CHARLESTOWN NEVIS (October 18, 2010) — “The United States [US] economy is showing signs of recovery even though job creation is sluggish, however, despite this trend, considering that we [Nevisians] are linked to the US, it is expected that Caribbean countries will lag behind the growth in the US and thus 2011 will be challenging,” said Permanent Secretary in the Ministry of Finance, Mr. Laurie Lawrence.
P.S. Lawrence, who spoke recently at the island’s fourth annual Consultation on the Economy held at the Occasions Entertainment Complex, posed a number of challenges to those gathered and said they [the challenges] were essential to addressing the decline in economic growth.
In his preliminary overview of the consultation, Lawrence said that the world recession coupled with the closure of the Four Seasons Resort [Nevis] had resulted in a loss of jobs. He added that “contraction in incomes had dried up personal savings and forced many persons below the poverty line” but believed that the present economic instability worldwide was the most difficult time that persons had ever experienced.
“There is no doubt that we are a resilient people having endured a history of hardship on our journey from slavery to colonialism to self determination, however, the present economic crisis is even more debilitating,” he said.
Mr.

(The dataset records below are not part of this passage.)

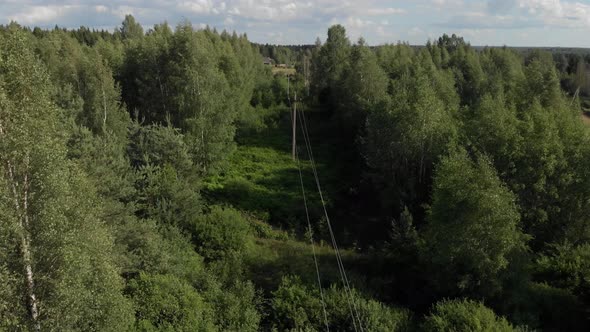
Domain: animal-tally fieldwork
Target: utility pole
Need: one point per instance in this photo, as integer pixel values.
(294, 124)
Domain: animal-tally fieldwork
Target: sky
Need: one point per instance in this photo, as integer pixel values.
(564, 23)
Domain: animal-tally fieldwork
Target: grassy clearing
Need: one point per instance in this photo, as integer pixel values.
(283, 71)
(263, 180)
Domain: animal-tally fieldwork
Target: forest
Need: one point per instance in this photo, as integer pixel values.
(148, 184)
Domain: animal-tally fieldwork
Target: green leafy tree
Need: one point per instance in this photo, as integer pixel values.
(473, 225)
(464, 315)
(220, 232)
(166, 303)
(61, 249)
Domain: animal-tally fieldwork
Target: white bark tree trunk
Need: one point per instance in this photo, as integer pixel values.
(25, 240)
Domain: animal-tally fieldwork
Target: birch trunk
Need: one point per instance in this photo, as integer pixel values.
(23, 223)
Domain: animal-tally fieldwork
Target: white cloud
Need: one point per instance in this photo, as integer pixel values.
(558, 13)
(38, 14)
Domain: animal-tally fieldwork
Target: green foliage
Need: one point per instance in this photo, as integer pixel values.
(220, 232)
(464, 315)
(568, 267)
(465, 155)
(166, 303)
(54, 212)
(473, 224)
(298, 308)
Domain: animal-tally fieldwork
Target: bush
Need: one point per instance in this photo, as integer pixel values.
(297, 307)
(166, 303)
(464, 315)
(220, 232)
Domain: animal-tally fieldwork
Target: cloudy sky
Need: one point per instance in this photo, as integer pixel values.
(493, 22)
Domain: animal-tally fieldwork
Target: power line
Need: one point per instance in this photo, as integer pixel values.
(312, 243)
(352, 304)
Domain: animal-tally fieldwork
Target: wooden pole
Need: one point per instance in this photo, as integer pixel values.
(294, 124)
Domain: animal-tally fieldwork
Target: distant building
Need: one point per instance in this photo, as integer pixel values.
(268, 61)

Lawrence underscored that because his ministry was aimed at taking the leadership role in promoting and maintaining financial and economic stability through the development and implementation of sustainable economic growth, he expected the consultation to lead the Nevis Island Administration towards identifying new areas of growth and alternative models of development.

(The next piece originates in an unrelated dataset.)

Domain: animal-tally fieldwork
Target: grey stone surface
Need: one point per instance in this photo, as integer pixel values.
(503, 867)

Lawrence, who was adamant that long term economic growth was an essential element in sustaining the island’s economy, said that “based on the high level of debt and the fiscal pressures, the government was limited in the role that it can play in stimulating growth.”
While the panel discussions focused on reforming the tax system to increase efficiency, addressing the decline in tourism and financial services as well as new avenues for growth, P.S. Lawrence believed that the “new avenues for growth” segment was possibly the most important.

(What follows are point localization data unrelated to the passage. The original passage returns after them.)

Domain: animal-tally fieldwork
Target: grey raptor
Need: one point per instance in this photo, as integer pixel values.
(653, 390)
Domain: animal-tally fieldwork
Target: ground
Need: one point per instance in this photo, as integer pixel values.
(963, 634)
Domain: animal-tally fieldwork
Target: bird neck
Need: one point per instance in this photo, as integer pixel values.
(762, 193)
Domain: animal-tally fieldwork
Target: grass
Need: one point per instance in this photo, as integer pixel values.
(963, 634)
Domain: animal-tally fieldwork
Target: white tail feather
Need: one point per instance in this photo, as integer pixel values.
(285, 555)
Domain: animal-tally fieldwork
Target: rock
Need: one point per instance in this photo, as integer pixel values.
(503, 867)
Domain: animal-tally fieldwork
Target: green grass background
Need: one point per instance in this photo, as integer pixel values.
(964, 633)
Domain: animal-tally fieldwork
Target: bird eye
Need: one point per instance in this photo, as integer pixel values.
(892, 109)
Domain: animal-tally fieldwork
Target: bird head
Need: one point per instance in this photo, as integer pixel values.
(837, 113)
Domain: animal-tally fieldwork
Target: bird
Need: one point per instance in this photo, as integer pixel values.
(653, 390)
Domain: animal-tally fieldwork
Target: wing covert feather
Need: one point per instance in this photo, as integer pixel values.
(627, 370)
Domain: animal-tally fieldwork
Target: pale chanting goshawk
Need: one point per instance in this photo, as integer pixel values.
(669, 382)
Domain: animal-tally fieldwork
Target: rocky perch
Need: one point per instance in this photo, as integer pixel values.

“It is a widely held view that tourism in the Caribbean is a mature industry and [it] is losing [its] marketing share and competitiveness as a result of the emergence of new competitors,” he said, but added that “we cannot rely on any one entity to be the engine of growth in the economy.”
In speaking about the reopening of the largest hotel on Nevis, the Four Seasons Resort, P.S. Lawrence showered praises on the island’s premier for his dedication despite what was described as “a labyrinth of blind allies” at times.
He added that the Ministry of Finance planned to prepare a comprehensive report on the consultation and email it to the participants in order that they could be made aware if their ideas take effect.